As we get closer to the traditional start of the school year here in America, more scorn is being heaped on teachers for either not wanting to teach in a physical school until the pandemic is under control, or for retiring to protect their own health. No one is denying the right of stressed-out parents to be angry at the impossible choices they’re going to be forced to make in the coming weeks, but teachers did not cause these problems, and teachers can’t be expected to solve them when the foundations on which their work is based — sane government, basic health awareness, the notion that some things matter more than money — have been steadily eroded by neoliberals of all stripes over the past thirty years. Since those neoliberals invested so much time and effort into their “blame teachers for everything” sloganeering, though, far too many people are finding it easy — if it hasn’t already become a reflex for them by now — to say that if only teachers were doing their jobs, and weren’t so selfish about things like not wanting to catch COVID-19 and die, everything would be so much better.

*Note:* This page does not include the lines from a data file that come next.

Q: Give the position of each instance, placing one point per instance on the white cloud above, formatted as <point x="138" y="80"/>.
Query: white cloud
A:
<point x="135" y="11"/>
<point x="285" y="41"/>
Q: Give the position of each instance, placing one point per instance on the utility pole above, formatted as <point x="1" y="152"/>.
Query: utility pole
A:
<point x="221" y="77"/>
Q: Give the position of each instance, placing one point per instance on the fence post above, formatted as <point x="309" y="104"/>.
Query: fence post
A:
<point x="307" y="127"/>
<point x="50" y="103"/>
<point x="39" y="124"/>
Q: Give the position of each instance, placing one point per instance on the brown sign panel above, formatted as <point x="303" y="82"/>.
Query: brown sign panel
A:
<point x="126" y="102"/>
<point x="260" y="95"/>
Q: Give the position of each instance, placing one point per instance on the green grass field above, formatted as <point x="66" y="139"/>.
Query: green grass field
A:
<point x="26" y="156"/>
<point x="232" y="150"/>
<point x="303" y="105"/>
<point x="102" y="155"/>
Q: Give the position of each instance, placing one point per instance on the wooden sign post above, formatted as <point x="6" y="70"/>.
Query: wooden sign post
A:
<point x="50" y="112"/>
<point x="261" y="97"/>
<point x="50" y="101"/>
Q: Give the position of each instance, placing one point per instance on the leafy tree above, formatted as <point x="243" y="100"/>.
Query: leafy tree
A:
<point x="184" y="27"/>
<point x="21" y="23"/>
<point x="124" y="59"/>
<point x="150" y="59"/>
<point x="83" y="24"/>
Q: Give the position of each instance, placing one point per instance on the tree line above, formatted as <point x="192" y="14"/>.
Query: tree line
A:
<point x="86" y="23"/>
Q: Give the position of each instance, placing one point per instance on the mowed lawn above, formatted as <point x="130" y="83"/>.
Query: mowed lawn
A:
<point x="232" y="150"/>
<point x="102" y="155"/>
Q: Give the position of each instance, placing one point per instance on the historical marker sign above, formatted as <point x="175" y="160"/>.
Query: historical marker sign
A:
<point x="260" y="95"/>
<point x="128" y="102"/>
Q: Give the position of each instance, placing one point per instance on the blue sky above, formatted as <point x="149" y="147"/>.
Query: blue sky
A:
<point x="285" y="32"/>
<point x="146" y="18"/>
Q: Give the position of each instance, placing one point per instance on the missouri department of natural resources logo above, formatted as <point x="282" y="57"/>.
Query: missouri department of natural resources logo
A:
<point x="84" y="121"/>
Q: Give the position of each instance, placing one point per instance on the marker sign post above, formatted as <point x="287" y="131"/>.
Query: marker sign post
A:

As much as we need to talk about November’s election, I fear that the real day of reckoning for this country won’t be on Election Day, but at some point later this summer when more and more schools would normally open. Some may open, only to close again weeks or even (as seen already in Indiana) hours later. Some will continue to operate online, creating severe problems for parents of children too young to be trusted alone at home all day. What is certain is that the pandemic won’t be under control by then, and case counts and death counts are only going to get worse, and all the people who were short-changed in their education are going to keep looking for the same old scapegoats offered by those in power. The people with all the power didn’t do anything wrong at all. They’re never wrong, and as long as they control the reins of American education, they’ll be able to raise everyone else up to believe that they’re never wrong. It will always be everyone else’s fault.